Special Characters#

Strings may contain characters not available on some or all keyboards, like umlauts ä, ö, ü on US keyboards. To use such special characters in string literals Python provides escape sequences \x, \u, and \U.

Character Sets#

The relation between characters in strings and their numerical representation in memory will be considered in detail in the chapter on Text Files. For the moment we content ourselves with the observation that there are several such mappings, the most prominent ones known as ASCII, the ISO 8859 family and several Unicode variants.

ASCII knows 128 different characters, the ISO 8859 family some hundred, and Unicode several million ones. Nowadays, Unicode in its UTF-8 variant is the standard mapping for numerical representations of characters. Even Windows is adopting UTF-8 more and more after backing the wrong horse for two decades.

There are lots of searchable lists of Unicode characters in the web. Wikipedia’s List of Unicode characters is a good starting point.

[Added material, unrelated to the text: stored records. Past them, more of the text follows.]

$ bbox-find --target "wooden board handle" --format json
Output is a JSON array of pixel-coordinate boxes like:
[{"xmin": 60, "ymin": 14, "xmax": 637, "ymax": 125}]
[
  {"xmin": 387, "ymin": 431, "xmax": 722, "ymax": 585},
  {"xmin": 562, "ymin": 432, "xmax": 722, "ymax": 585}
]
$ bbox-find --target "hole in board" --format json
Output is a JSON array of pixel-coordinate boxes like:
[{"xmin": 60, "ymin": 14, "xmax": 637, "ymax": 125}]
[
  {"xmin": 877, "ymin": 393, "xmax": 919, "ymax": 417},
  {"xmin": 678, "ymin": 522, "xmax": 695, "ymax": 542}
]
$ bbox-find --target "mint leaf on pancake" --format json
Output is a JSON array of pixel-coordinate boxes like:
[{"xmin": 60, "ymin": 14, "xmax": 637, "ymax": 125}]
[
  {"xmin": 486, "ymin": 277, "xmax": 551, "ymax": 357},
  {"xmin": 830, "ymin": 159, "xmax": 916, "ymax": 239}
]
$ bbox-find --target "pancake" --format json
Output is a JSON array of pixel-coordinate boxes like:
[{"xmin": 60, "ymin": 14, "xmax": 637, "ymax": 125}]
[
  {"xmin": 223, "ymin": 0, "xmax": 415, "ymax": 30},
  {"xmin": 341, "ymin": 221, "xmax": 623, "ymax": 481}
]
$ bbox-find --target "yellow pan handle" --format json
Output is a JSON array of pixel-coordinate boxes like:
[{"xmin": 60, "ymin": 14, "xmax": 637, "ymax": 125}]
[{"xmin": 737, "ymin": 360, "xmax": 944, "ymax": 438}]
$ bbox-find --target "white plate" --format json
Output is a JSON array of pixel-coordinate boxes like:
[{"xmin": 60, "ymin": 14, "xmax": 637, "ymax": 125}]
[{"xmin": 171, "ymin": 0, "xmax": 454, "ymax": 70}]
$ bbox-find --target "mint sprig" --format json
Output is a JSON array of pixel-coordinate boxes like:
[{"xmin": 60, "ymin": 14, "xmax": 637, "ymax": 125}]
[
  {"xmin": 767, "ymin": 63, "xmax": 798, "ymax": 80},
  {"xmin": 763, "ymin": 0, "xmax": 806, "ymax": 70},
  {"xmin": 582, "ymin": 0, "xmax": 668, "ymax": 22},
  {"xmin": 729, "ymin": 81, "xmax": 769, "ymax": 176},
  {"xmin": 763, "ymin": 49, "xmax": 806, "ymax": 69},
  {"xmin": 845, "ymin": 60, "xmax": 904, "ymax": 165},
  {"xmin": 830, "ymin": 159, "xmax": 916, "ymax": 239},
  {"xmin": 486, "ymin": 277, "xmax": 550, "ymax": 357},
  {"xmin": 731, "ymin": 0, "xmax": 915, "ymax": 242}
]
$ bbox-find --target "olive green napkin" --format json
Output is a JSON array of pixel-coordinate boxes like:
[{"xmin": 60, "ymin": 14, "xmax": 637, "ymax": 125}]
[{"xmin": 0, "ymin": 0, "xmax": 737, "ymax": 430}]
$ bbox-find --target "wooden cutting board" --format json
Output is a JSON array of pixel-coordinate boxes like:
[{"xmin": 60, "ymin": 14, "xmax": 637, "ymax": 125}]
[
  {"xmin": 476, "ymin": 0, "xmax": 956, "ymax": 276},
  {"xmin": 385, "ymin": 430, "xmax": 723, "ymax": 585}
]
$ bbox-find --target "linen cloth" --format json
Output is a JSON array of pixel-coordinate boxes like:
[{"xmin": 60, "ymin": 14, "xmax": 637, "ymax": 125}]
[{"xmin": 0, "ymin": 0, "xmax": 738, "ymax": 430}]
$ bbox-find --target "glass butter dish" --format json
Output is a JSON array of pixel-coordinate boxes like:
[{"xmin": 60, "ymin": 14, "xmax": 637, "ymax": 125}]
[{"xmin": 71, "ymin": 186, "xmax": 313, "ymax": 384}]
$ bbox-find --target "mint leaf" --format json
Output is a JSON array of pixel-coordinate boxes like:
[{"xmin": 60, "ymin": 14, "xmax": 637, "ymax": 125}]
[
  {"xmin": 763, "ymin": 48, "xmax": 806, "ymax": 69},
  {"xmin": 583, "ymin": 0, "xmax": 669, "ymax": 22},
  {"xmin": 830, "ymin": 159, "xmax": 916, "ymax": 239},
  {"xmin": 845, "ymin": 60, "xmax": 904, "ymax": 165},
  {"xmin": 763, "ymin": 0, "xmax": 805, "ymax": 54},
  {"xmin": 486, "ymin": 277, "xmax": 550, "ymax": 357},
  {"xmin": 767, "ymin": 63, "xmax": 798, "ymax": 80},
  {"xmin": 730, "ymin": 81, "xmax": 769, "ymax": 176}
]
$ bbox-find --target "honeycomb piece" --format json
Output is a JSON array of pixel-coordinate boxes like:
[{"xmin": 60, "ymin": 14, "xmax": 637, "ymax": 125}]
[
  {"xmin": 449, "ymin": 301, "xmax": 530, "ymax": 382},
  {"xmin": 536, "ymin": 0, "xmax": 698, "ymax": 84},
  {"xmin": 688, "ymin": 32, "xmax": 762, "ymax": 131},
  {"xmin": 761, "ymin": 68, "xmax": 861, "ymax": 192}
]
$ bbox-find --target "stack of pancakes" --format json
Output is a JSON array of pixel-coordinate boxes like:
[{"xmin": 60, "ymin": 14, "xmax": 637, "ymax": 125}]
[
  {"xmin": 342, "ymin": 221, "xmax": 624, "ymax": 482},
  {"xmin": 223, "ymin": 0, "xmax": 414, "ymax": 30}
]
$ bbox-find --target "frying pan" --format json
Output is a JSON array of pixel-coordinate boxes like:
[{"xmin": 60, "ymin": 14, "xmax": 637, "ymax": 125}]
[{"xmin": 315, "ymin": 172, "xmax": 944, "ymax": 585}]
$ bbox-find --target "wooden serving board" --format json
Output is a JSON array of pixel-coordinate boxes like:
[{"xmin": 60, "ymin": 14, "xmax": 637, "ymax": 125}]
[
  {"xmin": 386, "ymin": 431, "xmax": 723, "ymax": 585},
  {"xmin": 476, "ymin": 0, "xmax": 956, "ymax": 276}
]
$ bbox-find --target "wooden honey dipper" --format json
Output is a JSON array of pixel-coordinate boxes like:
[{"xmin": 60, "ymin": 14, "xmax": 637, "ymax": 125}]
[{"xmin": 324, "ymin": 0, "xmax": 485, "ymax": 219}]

Unicode Characters in String Literals#

To use Unicode characters in a string literal we either may type or copy them to the source code file or we may specify the character numerically. If the numercial representation has two hexadecimal digits, use \x followed by the two digits. In case of 4 digits use \u and for 8 digit characters use \U.

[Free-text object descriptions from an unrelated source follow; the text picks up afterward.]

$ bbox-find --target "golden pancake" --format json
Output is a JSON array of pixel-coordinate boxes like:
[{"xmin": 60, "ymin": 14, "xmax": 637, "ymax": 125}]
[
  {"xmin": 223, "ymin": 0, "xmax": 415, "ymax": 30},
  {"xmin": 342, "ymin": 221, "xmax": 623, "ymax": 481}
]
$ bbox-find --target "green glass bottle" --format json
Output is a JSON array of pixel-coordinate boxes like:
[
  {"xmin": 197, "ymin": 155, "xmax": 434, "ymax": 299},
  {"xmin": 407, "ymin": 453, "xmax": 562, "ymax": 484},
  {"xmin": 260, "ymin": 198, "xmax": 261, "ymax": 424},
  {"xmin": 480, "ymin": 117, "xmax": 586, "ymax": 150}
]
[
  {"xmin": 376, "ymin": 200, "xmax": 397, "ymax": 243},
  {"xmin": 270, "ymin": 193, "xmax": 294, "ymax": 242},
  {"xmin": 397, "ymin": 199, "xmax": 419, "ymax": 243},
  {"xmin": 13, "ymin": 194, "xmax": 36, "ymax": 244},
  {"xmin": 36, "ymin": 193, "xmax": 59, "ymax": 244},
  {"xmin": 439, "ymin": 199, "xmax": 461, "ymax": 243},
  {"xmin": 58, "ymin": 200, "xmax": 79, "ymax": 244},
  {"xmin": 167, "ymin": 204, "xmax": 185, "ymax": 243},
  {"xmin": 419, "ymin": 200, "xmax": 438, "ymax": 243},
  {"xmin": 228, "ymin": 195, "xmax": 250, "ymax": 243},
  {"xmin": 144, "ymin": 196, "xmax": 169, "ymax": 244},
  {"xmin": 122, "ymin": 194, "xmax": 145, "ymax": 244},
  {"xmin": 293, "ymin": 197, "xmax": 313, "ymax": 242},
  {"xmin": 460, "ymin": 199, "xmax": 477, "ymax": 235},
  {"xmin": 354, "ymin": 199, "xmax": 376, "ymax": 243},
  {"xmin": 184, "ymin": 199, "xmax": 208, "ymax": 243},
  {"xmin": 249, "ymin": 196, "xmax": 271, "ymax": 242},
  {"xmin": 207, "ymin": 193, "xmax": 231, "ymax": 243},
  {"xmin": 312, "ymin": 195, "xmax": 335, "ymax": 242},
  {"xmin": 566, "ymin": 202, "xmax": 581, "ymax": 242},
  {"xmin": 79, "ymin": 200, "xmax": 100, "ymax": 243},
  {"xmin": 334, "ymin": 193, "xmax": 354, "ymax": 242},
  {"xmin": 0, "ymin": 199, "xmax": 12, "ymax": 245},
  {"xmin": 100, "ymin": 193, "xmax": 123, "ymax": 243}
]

print('umlauts: \xe4, \xf6, \xfc')
print('Greek: \u03b1, \u03b2, \u03b3')
print('Chinese (?): \U0002070e, \U00028cd2')
umlauts: ä, ö, ü
Greek: α, β, γ
Chinese (?): 𠜎, 𨳒

Note

Not all Unicode characters are available in each font.

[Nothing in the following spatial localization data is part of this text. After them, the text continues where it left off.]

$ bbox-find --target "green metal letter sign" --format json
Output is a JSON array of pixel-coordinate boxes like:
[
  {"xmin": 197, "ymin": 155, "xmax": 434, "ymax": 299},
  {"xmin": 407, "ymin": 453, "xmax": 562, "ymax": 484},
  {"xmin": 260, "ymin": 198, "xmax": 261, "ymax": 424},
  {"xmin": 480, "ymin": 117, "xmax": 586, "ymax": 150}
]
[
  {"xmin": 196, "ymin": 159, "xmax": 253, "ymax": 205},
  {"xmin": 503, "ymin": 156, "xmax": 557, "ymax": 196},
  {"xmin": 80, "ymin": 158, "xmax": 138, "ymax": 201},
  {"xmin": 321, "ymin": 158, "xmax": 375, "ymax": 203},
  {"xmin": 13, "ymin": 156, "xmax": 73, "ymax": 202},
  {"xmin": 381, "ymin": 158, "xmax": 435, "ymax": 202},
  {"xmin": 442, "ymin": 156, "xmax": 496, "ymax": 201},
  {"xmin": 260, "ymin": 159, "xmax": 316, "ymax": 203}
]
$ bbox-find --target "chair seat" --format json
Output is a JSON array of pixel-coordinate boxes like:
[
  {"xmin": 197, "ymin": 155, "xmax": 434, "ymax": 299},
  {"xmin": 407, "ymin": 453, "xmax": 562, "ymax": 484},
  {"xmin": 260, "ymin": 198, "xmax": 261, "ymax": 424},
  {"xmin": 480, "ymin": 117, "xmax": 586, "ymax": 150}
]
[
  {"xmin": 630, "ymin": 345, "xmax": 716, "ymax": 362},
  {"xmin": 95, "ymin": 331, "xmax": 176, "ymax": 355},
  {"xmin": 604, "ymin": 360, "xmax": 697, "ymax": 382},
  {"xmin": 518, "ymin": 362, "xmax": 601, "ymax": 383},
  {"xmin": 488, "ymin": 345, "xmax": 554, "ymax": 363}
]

Some Unicode codes do not represent concrete characters, but control reading direction (left to right or right to left) and other properties like spacing.

line drawing showing two persons discussing while reading direction flips due to unicode character

Fig. 24 Collaborative editing can quickly become a textual rap battle fought with increasingly convoluted invocations of U+202a to U+202e. Source: Randall Munroe, xkcd.com/1137#